About EPEL repository

We could very well rely on the EPEL repository to provide most of the dependencies. The issue there is that it is very difficult to know if we are not rebuilding some of the dependencies of a given RPM, in which case one needs to recompile it as well. In order to avoid such headache, we just exclude EPEL all together, and recompile it all.

About dependencies

Once the list of RPM and python packages are built, we pull all their dependencies using the yum resolution mechanism. However we need a stop criteria. After a lot of testing, we decided that the best criteria was to stop whenever we see the glibc in the dependencies. Of course, there are other packages, from which we could pull deeper.

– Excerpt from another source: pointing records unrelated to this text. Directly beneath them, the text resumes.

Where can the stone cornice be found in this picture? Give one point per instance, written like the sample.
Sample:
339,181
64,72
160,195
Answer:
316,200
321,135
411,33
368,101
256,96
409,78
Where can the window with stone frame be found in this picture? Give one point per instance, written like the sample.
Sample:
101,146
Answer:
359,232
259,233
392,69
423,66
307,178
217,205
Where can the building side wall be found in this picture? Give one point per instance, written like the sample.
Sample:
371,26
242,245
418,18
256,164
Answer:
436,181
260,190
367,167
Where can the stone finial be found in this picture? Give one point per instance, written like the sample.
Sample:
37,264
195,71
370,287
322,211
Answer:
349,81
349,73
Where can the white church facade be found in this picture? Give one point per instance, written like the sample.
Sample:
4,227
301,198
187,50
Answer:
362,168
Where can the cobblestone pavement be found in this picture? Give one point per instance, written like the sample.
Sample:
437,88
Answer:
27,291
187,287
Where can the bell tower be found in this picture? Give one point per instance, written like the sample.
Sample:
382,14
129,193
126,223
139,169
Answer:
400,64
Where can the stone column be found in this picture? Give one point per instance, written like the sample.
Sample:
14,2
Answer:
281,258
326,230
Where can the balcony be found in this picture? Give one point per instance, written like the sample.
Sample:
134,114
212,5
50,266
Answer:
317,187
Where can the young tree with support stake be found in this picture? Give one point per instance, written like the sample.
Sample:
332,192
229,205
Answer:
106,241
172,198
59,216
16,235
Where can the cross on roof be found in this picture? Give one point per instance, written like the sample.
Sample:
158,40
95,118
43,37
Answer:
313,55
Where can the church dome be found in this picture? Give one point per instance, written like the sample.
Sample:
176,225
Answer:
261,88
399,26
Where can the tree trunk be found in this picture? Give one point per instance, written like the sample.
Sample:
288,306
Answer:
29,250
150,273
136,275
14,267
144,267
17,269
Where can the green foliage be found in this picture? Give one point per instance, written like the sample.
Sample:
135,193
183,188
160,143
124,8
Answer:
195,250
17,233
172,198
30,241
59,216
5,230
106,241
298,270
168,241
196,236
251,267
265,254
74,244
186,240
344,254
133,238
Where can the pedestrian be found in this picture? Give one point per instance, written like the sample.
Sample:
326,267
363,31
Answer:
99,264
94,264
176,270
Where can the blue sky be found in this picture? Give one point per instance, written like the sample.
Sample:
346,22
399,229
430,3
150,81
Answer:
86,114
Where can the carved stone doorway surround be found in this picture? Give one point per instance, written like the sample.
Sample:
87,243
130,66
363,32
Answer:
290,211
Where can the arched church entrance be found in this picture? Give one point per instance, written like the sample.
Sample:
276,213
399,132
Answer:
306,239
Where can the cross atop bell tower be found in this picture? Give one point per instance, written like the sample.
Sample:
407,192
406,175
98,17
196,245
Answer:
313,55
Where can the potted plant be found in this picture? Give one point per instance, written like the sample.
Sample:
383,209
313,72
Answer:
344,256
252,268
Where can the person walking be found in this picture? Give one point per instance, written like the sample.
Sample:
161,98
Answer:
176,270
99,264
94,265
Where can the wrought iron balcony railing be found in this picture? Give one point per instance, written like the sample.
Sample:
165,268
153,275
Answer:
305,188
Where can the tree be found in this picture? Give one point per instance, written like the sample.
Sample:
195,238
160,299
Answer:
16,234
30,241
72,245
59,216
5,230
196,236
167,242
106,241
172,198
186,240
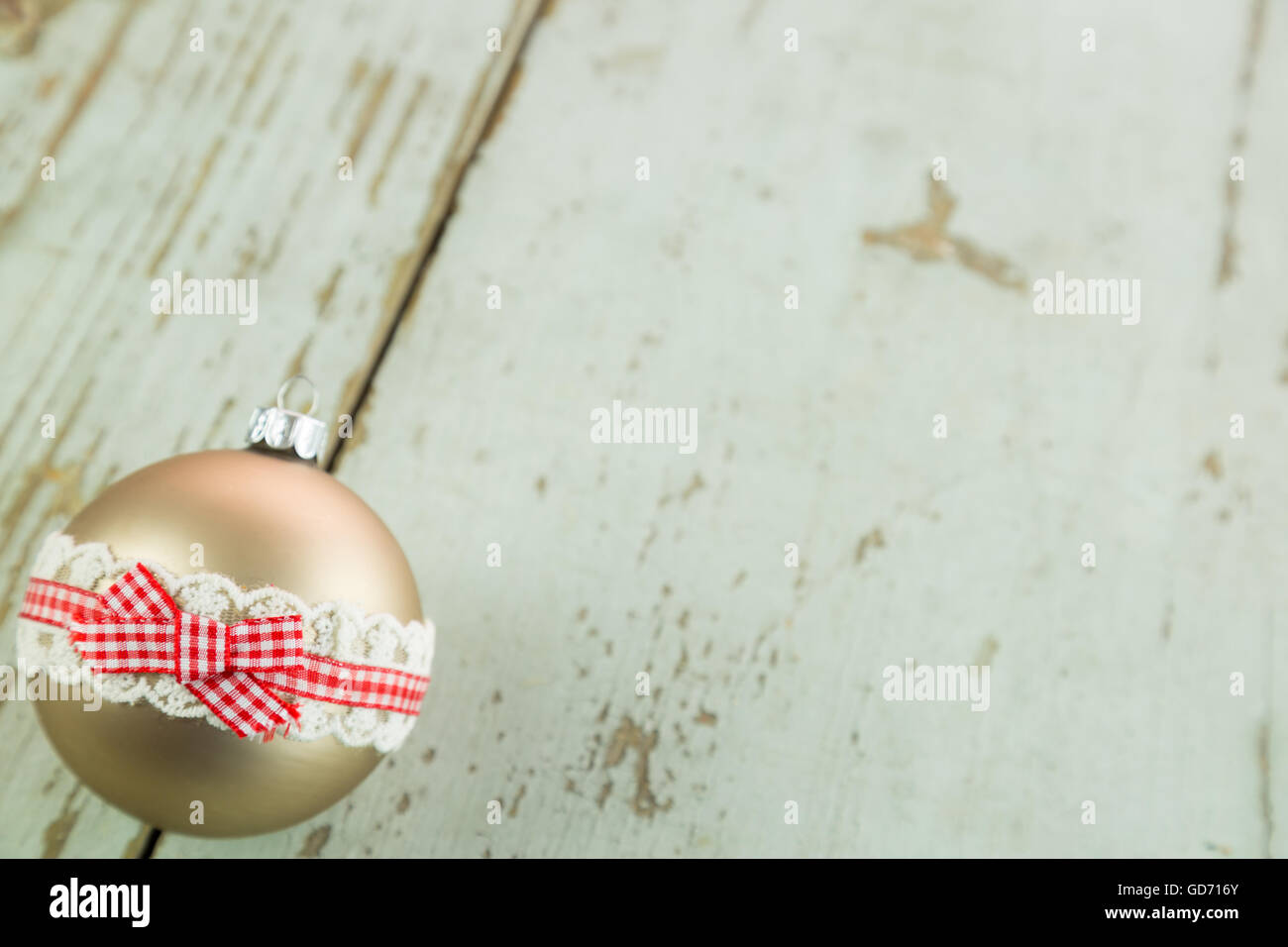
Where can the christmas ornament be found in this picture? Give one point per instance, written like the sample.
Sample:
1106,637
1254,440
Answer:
249,626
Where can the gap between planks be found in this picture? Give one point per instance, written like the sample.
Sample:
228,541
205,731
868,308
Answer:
482,112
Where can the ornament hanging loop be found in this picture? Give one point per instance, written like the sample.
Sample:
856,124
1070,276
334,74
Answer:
286,386
284,432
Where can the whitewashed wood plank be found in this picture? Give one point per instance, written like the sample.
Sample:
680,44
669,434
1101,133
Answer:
768,167
220,163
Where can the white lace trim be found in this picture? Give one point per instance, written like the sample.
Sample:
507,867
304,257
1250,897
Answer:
331,629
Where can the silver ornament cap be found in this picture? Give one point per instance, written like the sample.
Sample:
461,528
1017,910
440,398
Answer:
278,429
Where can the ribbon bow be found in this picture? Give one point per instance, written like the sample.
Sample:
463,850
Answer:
137,628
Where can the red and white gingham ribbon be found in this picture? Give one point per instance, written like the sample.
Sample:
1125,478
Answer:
136,628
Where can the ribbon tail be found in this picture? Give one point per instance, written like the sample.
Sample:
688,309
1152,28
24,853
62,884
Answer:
243,702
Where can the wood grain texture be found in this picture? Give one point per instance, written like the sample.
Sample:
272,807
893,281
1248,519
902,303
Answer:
220,163
814,428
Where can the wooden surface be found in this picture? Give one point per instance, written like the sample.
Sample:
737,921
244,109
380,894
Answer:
768,167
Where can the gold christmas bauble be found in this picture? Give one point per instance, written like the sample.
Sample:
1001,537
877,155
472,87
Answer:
261,519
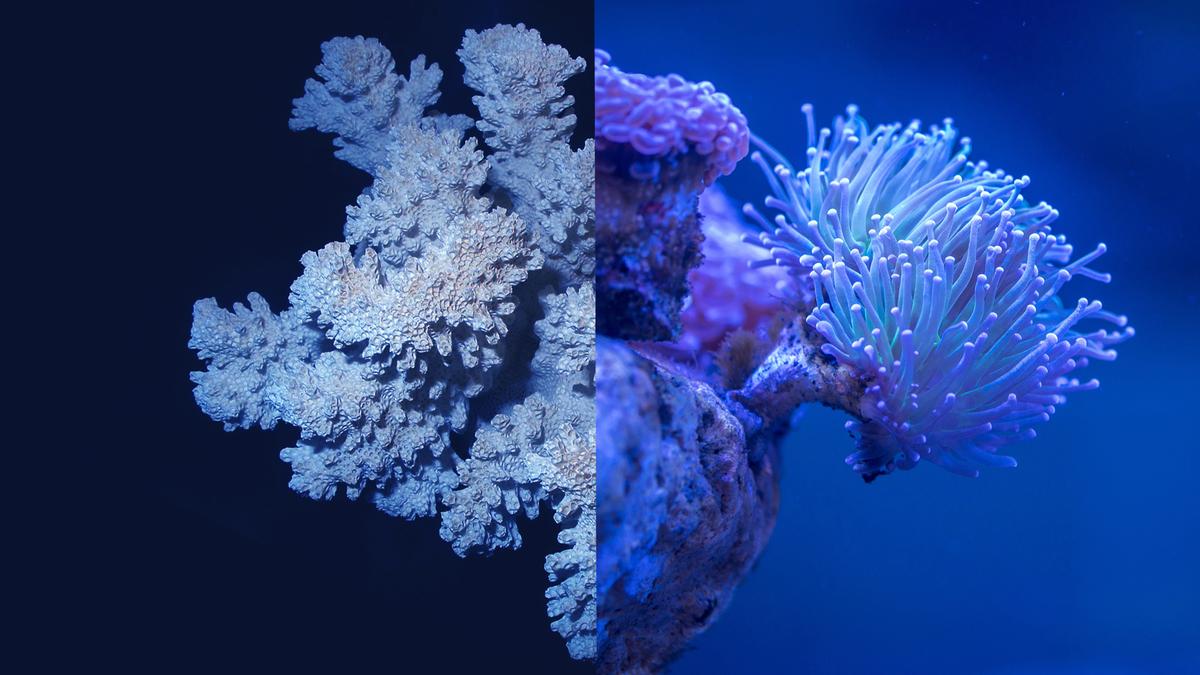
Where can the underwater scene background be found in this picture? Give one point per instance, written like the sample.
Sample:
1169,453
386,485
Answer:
1084,559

But this did not give good results (too many useless things shipped), so we decided to add the manualDependencies functionality for such cases.

Dynamic libraries

When dynamic libraries are resolved by /lib64/ld-linux-x86-64.so.2 libraries are searched for using the following order:

  1. The RPATH dynamic section of the ELF file
  2. The LD_LIBRARY_PATH environment variable
  3. The RUNPATH dynamic section of the ELF file
  4. The default locations specified in the interpreter itself

Ordinarily the CentOS 6 SPRMs upon which DIRACOS is based find shared libraries by relying on the default locations (4). As DIRACOS has to be relocatable this has to be overridden. Prior to DIRACOS v1r10 this was achieved using the LD_LIBRARY_PATH environment variable however this interferes with the job payload in undesirable ways (see DIRACGrid/DIRAC#4480). DIRACOS v1r11 uses patchelf to run a post processing step on the built binaries to modify the headers of all dynamically linked ELF files to add the RPATH section. This is set to a path starting with $ORIGIN/ to allow dependencies to be found relative to the current files location rather than using an absolute path. This transformation is performed by diracos/scriptTemplates/set_RPATH.py which is called by diracos/scriptTemplates/bundle_diracos_script_tpl.sh.

Supported platforms

Only SLC6 and CC7 are supported. We have automated tests for CentOS 8, LTS Ubuntu and Fedora, but if they fail, too bad ! Up to you to fix it if you wish

Trick

If the tests are green, you can check gitlab-ci.yml to see what are the hooks we use to make the tests work on Fedora and Ubuntu. But again, use at your own risk, and do not ask for support.